カッターが宙に舞い、美恵の眼前に刺さる。美恵はおののき、ようやく微かに声を絞り出した。
「な、何なのよ……」
篠畑はニコニコしながら、「宣告」を開始する。
「『呪い』は全校中に行きわたったんですよ」
美恵に外を見るように促した。おそるおそる美恵が窓の向こうを見ると、十数人もの生徒がこちらに押し寄せてきている。
「え、何が起きてるの!?」
「『あなたが願ったこと』が、叶っただけじゃないですか」
サラリと篠畑が突き放す。若宮は愕然としつつも、合点がいったらしかった。
「もしかして、他の方法と被らない自殺方法って……」
「そう。嘱託殺人です」
「でも、なんでこの子たちまで……」
「そういうCDをかけたからですよ」
篠畑は懐から、2枚のCDケースを取り出した。一つは『PROMISE』。そしてもう一枚は、
「音楽は、一定の属性を持った人間にうってつけの催眠効果があるのです」
強烈に『大人になりたくない』願望を持った生徒だけを、一時的に洗脳する効果のあるCD。作曲者は篠畑お気に入りのショパンだ。
「いつの間に……」
「先ほど、『PROMISE』の直後に、ちょっとだけかけさせてもらいました。ほんの数秒」
美恵は先ほどまでの勢いを失い、すっかり脱力してしまい、その場で動けなくなってしまう。そんな彼女にとどめを刺すがごとく、篠畑は朗らかに手を振った。
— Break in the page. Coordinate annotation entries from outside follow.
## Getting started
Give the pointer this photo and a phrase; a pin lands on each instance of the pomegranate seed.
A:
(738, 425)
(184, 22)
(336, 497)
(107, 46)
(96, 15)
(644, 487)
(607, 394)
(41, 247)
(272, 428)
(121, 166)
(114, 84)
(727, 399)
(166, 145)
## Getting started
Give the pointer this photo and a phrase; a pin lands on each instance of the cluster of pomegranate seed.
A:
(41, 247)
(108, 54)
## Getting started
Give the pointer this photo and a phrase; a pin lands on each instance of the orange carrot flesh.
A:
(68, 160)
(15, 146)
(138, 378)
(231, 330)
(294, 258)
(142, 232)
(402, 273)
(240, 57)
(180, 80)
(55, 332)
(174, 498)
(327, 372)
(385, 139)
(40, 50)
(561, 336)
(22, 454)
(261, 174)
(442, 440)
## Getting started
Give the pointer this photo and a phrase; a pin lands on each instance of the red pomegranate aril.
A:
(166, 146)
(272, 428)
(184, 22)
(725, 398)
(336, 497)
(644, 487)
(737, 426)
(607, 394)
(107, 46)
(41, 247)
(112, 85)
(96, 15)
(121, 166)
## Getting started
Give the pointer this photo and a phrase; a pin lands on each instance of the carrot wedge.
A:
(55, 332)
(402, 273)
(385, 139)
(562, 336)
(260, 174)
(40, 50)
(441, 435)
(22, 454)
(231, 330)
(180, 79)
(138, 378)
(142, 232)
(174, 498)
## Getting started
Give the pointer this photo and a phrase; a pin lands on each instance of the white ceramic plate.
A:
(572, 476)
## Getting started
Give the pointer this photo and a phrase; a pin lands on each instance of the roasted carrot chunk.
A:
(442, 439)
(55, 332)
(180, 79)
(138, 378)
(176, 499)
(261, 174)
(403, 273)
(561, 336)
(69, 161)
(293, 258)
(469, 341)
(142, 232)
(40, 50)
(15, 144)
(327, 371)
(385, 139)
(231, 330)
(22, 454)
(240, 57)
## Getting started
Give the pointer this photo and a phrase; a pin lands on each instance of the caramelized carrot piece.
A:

「さぁ! その若さで一つの真理に辿りついたお嬢さん。あなたに新世界への扉は、文字通りここにあります! さぁ、いってらっしゃい」
「そんな、嫌よ」
「あなたの望む世界はすぐそこです!」
ご丁寧に、篠畑が自ら扉を開けてやった。一斉になだれこみ美恵に掴みかかる十数人の生徒たち。
「ぎゃああああっ!!」
美恵が汚い叫び声をあげる。
「……さて、帰りましょうか」
人混みをかき分けるようにして、二人は現場を後にした。